Sementara itu, Damon Albarn dari Gorillaz dan Blur menyebut Artificial Intelligence tidak masuk akal. Dan siapa pun yang punya cukup waktu untuk membuat cover AI adalah orang bodoh. Billy Corgan dari Smashing Pumpkins juga mengatakan, AI akan mengubah musik selamanya karena orang lain dapat mempermainkan sistem.
Tantangannya saat ini, tentu saja meminimalkan ‘korban’ disrupsi akibat lahirnya Artificial Intelligence, sekaligus ‘menyulap’ teknologi baru ini agar memberi kemaslahatan, untuk kehidupan yang lebih baik. Karena jika bicara ‘korban’, beberapa artis sudah mengalami ini. Pada Juni 2023, cuplikan cover lagu “Starboy” yang menampilkan suara Selena Gomez beredar. Sang bintang pop tidak tahu-menahu soal lagu tersebut sampai ketika dia mengomentari sebuah postingan Instagram. Dia menyebut versi cover itu “menakutkan”.
Ada pula, band Inggris yang viral setelah menggunakan AI membayangkan seperti apa suara Oasis jika mereka reuni dan merilis album pada 2023. Album delapan lagu yang dinamai AISIS tersebut dikembangkan oleh band indie bernama Breezer. Mereka membuat lagu sendiri, kemudian menambahkan versi AI dari suara Liam Gallagher di atasnya. Noel Gallagher lantas menyebut pembuat album tersebut “idiot”.
Sebelumnya, melalui aturan baru, The Recording Academy dengan tegas melarang musik yang dibuat sepenuhnya oleh AI. Tetapi, karya musik yang mendapat bantuan dari AI diizinkan.

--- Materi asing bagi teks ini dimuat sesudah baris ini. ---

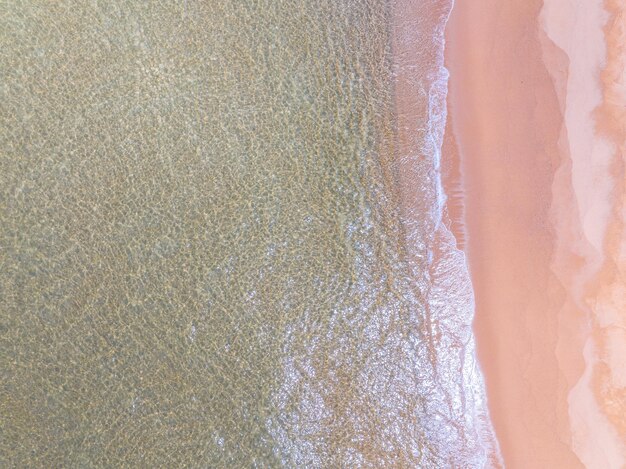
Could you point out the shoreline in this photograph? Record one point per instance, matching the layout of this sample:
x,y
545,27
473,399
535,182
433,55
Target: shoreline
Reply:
x,y
428,220
545,244
506,120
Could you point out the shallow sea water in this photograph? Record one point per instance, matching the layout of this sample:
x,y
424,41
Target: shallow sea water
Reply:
x,y
203,261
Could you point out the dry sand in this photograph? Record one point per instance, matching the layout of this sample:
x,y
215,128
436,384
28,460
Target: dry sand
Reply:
x,y
542,169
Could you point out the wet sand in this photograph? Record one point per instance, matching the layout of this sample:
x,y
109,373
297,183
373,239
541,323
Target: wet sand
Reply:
x,y
542,205
506,118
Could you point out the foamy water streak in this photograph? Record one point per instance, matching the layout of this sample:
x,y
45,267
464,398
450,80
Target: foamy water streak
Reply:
x,y
590,226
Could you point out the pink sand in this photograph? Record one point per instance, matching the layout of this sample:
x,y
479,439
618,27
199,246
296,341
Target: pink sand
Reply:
x,y
540,131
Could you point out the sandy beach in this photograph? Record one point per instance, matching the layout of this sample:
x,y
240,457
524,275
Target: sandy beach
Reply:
x,y
541,192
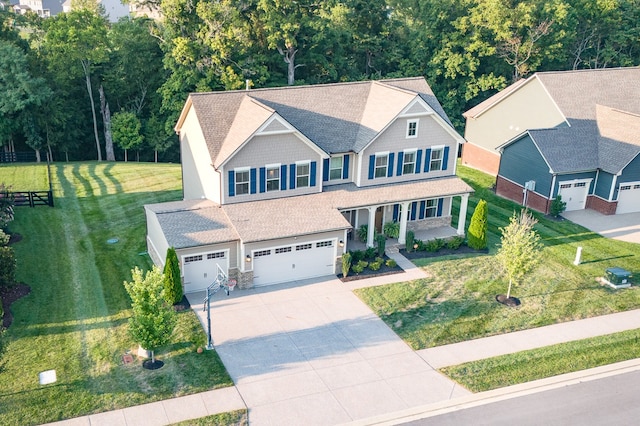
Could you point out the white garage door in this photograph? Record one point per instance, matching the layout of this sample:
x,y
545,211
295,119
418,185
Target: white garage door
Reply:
x,y
574,193
294,262
200,270
628,198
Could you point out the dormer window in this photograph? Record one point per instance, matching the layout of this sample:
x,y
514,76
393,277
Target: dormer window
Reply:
x,y
412,128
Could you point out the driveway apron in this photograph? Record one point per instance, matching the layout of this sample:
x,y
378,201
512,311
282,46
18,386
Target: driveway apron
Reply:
x,y
310,352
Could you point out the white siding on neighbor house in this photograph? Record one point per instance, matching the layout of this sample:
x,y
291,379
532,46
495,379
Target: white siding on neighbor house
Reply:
x,y
261,150
529,107
394,139
199,179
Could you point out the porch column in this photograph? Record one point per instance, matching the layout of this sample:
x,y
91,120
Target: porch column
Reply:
x,y
462,217
371,227
404,216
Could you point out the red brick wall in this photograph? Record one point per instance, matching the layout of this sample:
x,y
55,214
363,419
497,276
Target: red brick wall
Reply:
x,y
480,159
512,191
600,205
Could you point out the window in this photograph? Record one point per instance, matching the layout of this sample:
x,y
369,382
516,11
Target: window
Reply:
x,y
335,168
382,161
273,178
302,175
436,159
412,128
242,182
431,208
409,162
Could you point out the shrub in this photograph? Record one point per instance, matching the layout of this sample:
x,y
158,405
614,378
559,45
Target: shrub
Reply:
x,y
455,243
363,231
346,264
410,241
391,229
557,206
381,240
477,232
370,253
172,281
7,266
359,267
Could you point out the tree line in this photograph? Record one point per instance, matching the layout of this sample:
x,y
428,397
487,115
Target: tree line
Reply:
x,y
76,85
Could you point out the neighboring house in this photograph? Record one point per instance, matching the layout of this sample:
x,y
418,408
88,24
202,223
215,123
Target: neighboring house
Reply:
x,y
570,133
276,180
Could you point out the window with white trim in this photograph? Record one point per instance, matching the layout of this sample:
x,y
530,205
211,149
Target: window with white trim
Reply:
x,y
242,181
436,159
412,128
302,175
382,162
431,208
273,178
409,162
335,168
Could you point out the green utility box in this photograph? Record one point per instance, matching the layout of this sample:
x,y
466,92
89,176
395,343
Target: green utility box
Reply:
x,y
618,277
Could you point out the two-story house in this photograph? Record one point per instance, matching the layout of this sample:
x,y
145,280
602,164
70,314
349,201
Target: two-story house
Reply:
x,y
276,180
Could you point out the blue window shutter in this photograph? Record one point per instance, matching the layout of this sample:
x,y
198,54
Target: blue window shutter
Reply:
x,y
427,159
312,178
345,167
283,177
263,179
232,183
325,170
400,160
445,158
372,165
292,176
252,180
423,204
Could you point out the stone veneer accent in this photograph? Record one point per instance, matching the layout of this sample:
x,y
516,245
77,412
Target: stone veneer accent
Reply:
x,y
601,205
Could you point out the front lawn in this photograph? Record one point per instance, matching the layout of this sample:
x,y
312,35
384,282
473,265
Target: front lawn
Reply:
x,y
457,300
75,319
521,367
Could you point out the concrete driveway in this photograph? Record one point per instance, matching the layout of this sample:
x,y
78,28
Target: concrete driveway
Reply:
x,y
623,227
312,353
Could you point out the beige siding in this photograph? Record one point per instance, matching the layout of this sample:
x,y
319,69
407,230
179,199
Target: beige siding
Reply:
x,y
529,107
157,244
284,149
199,179
430,133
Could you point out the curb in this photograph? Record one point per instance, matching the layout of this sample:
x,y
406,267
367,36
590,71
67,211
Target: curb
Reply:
x,y
497,395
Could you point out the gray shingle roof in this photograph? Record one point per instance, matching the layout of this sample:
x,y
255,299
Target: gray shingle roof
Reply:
x,y
341,117
192,223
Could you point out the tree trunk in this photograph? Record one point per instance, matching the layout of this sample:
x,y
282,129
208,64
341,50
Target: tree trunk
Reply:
x,y
87,76
106,119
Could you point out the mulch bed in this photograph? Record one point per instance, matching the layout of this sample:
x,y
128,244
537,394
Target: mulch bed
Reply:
x,y
368,273
10,295
442,252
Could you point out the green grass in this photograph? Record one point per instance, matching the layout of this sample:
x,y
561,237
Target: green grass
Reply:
x,y
235,418
456,302
75,319
521,367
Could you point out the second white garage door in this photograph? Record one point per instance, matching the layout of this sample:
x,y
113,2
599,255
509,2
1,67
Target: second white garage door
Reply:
x,y
628,198
293,262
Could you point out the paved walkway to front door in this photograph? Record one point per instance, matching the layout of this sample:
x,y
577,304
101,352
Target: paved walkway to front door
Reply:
x,y
312,353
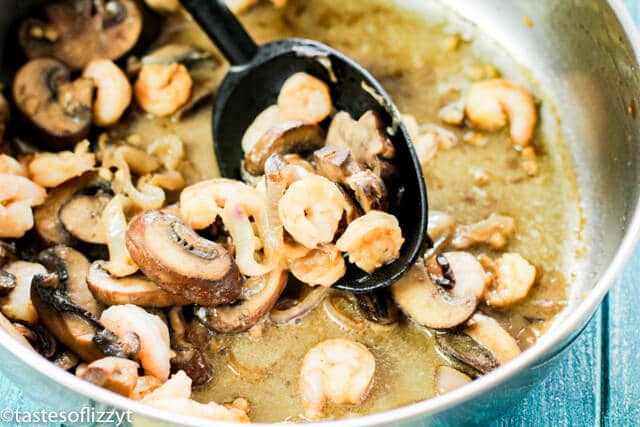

“Hanya pencipta manusia yang berhak diajukan untuk dipertimbangkan, dinominasikan, atau memenangkan Grammy Awards,” tutur pihak The Recording Academy dalam pernyataan resmi, Juni 2023. “Sebuah karya yang tidak mengandung kepenulisan manusia tidak memenuhi syarat dalam kategori apa pun.” Ini berarti, seniman dapat menggunakan AI sebagai bantuan tetapi kontribusi manusia harus yang paling signifikan.
Di Indonesia, Anugerah Musik Indonesia (AMI) kemudian menggelar seminar bertajuk “Penganugerahan Karya AI – Sudah Waktunyakah?” pada Selasa, 13 Agustus 2024 di Aula M. Jusuf Ronodipuro RRI Jakarta. Tujuan seminar ini, untuk memotret sampai mana proliferasi Artificial Intelligence dalam musik saat ini. Khususnya di khasanah musik Indonesia.
Sasaran dari seminar ini adalah tentang bagaimana dunia kreatif menyiasati teknologi AI, bagaimana AMI menyingkapinya, dan apa peran otoritas untuk mengawal evolusi AI tersebut.
Seminar ini menghadirkan enam panelis, yaitu Ramya Prajna Sahisnu (digital creative agency), Diana Silfiani (entertainment lawyer & publisher), Prof. Dr, Ahmad M Ramli (founder Center of Cyberlaw & Digital Transformation, Fakultas Hukum UNPAD), Indra Aziz (musisi & vocal coach), Febrian Nindyo (penyanyi & pencipta lagu), dan Eka Gustiwana (musisi & produser musik).